L’Opération franco-israélo-britannique de 1956 (hébreu : מבצע קדש, ‘Mivtsa Kadesh’), également connue en Israël sous le nom de Campagne du Sinaï ou d’Opération Kadesh, a été pour Israël une guerre préventive visant à résoudre trois problèmes dans ses relations avec l’Égypte :

  • L’activité terroriste – l’activité d’infiltration en Israël à des fins de vol, braquage, sabotage et meurtre, qui  débuta dès la fin de la Guerre d’Indépendance, fut exacerbée en avril 1955 avec l’actionnement des unités de « fedayin » qui étaient sous l’autorité des renseignements égyptiens. Ces groupes de commandos palestiniens ne reconnaissant pas Israël s’introduisaient en territoire israélien en passant par la frontière avec l’Égypte puis plus tard par la frontière avec la Jordanie, et perturbaient le cours normal de la vie dans les communautés israéliennes adjacentes. Israël répondit à ces attaques par des opérations de représailles, dont certaines furent étendues comme celle de Qalqilya le 10 octobre 1956, mais cela ne suffit pas à mettre fin à cette activité terroriste.
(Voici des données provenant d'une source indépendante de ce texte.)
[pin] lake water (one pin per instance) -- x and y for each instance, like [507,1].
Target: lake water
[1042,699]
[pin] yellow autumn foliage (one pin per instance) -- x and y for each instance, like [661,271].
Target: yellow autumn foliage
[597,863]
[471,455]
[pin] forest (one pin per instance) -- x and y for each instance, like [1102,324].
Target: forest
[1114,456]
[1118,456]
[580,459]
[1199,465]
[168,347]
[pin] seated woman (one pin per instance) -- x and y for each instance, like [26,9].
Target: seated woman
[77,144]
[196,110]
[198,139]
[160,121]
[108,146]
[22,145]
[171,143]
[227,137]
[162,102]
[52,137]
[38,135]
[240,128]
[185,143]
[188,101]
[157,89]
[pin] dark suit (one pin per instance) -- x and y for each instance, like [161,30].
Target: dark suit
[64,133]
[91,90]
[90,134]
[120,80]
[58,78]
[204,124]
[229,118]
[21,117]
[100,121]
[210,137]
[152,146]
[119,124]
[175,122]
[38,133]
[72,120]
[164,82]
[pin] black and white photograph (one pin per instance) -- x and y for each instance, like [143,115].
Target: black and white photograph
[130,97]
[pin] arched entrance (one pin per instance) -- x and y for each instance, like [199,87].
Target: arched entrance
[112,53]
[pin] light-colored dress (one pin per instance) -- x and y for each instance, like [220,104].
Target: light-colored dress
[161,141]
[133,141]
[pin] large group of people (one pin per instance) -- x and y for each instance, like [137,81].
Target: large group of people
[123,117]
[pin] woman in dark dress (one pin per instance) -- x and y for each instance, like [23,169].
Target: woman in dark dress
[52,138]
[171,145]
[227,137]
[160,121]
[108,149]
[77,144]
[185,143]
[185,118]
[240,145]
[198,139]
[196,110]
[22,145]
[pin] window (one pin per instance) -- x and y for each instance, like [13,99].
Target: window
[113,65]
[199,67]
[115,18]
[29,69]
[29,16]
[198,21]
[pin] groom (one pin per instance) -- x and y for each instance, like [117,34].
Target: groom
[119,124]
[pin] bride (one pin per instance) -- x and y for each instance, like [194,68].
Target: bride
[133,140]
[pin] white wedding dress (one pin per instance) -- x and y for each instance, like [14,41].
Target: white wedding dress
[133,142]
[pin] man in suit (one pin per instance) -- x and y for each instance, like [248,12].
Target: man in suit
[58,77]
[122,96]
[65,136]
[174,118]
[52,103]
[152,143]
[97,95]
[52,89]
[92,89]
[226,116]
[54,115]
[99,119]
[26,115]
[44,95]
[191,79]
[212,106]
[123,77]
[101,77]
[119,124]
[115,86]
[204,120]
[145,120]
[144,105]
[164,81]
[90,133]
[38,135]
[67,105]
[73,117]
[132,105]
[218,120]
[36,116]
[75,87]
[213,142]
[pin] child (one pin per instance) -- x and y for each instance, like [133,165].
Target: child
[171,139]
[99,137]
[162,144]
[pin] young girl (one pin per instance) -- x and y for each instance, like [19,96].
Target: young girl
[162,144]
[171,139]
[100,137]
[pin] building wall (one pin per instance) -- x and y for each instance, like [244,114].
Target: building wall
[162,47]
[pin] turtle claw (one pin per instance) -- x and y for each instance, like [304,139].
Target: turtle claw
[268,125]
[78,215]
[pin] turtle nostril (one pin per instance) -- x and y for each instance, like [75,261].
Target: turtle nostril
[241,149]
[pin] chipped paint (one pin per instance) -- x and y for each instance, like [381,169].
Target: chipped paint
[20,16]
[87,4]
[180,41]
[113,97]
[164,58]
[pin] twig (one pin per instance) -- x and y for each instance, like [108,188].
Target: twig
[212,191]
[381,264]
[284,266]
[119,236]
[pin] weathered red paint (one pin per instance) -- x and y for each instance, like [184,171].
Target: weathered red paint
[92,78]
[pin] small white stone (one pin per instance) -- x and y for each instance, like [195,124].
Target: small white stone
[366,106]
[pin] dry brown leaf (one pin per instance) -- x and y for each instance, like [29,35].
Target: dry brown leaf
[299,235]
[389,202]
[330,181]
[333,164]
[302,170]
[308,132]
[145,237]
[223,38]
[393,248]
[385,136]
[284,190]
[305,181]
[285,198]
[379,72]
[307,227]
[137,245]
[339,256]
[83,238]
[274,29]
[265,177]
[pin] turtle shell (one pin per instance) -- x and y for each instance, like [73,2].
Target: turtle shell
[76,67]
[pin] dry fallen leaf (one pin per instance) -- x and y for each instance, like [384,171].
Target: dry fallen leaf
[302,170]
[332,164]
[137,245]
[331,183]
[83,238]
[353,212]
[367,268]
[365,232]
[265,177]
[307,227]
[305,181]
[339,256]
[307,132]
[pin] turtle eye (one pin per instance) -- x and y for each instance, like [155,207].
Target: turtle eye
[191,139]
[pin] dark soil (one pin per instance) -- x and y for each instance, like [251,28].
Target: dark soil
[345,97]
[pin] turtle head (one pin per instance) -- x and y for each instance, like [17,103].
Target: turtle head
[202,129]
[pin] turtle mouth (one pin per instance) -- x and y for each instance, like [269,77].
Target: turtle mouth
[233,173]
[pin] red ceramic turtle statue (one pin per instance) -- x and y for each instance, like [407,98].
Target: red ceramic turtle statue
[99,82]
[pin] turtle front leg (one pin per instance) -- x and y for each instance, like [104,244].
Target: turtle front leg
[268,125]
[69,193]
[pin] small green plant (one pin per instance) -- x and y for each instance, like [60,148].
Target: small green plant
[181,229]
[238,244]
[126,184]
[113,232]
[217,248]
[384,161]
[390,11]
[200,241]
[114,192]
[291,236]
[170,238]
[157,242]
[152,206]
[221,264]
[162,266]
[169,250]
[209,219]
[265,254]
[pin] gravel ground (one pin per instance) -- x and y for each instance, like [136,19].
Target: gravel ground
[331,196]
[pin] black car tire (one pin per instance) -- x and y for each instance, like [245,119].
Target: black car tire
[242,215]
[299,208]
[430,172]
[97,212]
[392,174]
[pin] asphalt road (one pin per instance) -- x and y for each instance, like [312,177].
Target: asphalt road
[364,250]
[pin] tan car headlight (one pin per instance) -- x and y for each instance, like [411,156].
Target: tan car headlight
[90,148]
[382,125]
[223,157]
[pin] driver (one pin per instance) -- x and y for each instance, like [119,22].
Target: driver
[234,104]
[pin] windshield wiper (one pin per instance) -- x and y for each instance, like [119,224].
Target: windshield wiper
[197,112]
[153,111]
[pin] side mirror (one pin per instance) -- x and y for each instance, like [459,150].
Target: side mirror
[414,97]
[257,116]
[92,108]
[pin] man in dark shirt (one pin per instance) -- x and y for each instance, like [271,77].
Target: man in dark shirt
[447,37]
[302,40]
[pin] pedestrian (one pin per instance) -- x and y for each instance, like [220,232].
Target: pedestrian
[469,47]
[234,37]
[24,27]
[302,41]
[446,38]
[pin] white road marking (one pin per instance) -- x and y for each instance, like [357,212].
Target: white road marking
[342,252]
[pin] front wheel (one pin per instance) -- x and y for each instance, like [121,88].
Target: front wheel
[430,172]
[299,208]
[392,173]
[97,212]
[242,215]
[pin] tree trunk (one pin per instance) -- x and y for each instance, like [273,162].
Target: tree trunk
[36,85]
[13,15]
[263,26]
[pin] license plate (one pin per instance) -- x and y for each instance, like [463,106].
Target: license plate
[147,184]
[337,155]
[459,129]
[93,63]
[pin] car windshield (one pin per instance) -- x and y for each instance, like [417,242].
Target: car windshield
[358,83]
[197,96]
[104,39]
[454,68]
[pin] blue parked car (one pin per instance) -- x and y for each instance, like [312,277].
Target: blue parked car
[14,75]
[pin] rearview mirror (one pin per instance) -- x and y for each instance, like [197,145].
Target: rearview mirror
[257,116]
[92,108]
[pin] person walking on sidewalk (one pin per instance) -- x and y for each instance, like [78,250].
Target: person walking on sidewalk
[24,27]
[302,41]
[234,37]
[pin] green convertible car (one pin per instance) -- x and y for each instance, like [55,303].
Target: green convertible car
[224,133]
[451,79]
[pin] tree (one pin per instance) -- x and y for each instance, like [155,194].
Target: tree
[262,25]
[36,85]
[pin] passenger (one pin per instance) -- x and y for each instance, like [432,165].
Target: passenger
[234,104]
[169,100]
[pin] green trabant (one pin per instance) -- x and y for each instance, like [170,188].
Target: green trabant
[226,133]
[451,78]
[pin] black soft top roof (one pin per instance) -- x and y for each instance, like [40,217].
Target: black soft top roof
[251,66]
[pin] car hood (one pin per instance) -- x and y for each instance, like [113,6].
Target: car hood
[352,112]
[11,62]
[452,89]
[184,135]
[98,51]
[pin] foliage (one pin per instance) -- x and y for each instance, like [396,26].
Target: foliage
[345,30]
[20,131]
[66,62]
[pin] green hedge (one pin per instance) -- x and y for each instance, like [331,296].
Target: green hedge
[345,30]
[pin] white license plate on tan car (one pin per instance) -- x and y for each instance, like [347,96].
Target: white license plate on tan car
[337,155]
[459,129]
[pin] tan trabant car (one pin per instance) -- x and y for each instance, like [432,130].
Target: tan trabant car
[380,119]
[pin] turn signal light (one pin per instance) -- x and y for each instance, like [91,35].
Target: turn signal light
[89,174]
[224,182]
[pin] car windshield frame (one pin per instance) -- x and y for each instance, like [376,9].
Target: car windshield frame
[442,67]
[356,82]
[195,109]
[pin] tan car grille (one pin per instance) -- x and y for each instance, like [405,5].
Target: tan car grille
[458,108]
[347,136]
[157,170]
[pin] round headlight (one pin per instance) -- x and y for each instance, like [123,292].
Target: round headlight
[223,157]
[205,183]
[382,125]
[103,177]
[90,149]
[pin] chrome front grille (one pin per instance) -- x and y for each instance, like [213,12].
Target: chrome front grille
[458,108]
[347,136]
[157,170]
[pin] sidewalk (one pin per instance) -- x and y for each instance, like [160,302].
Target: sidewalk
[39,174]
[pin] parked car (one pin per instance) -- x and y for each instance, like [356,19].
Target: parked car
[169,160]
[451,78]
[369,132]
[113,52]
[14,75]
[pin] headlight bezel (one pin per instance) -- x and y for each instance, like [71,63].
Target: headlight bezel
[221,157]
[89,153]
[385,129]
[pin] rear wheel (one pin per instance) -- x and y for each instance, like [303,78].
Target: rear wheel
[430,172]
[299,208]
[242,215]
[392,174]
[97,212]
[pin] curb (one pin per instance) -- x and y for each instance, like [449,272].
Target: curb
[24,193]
  • Atteinte à la liberté de navigation – dès 1951, l’Égypte bloqua à Israël l’accès au canal de Suez, et empêcha deux ans durant la circulation des navires étrangers transportant des marchandises en Israël. En 1953, les Égyptiens décidèrent de bloquer l’accès au détroit de Tiran à la flotte israélienne, et en septembre 1955 ils étendirent cette fermeture à l’espace aérien au-dessus du détroit de Tiran. Ces actions étaient contraires au droit international, mais les tentatives israéliennes de résoudre ce problème par la voie diplomatique furent infructueuses. En octobre 1955, Israël envisagea d’agir militairement afin de rouvrir le détroit de Tiran, mais le gouvernement décida finalement que le moment n’était pas opportun.
  • Atteinte à l’équilibre des forces – à partir de septembre 1955, un contrat de vente d’armes de la Tchécoslovaquie à l’Égypte permit à cette dernière de posséder des armes soviétiques en quantité et qualité supérieures à tout ce qui était connu jusqu’alors dans la région. Cela portait atteinte à la fois à l’équilibre des forces dans la région en matière d’armement et à la force de dissuasion d’Israël. La mise en place de quartiers généraux militaires conjoints entre la Syrie et l’Égypte (rejoints par la Jordanie après l’Opération Kadesh), combinée aux déclarations des dirigeants du monde arabe, faisaient craindre à l’État d’Israël que ces pays chercheraient à  le détruire le moment venu.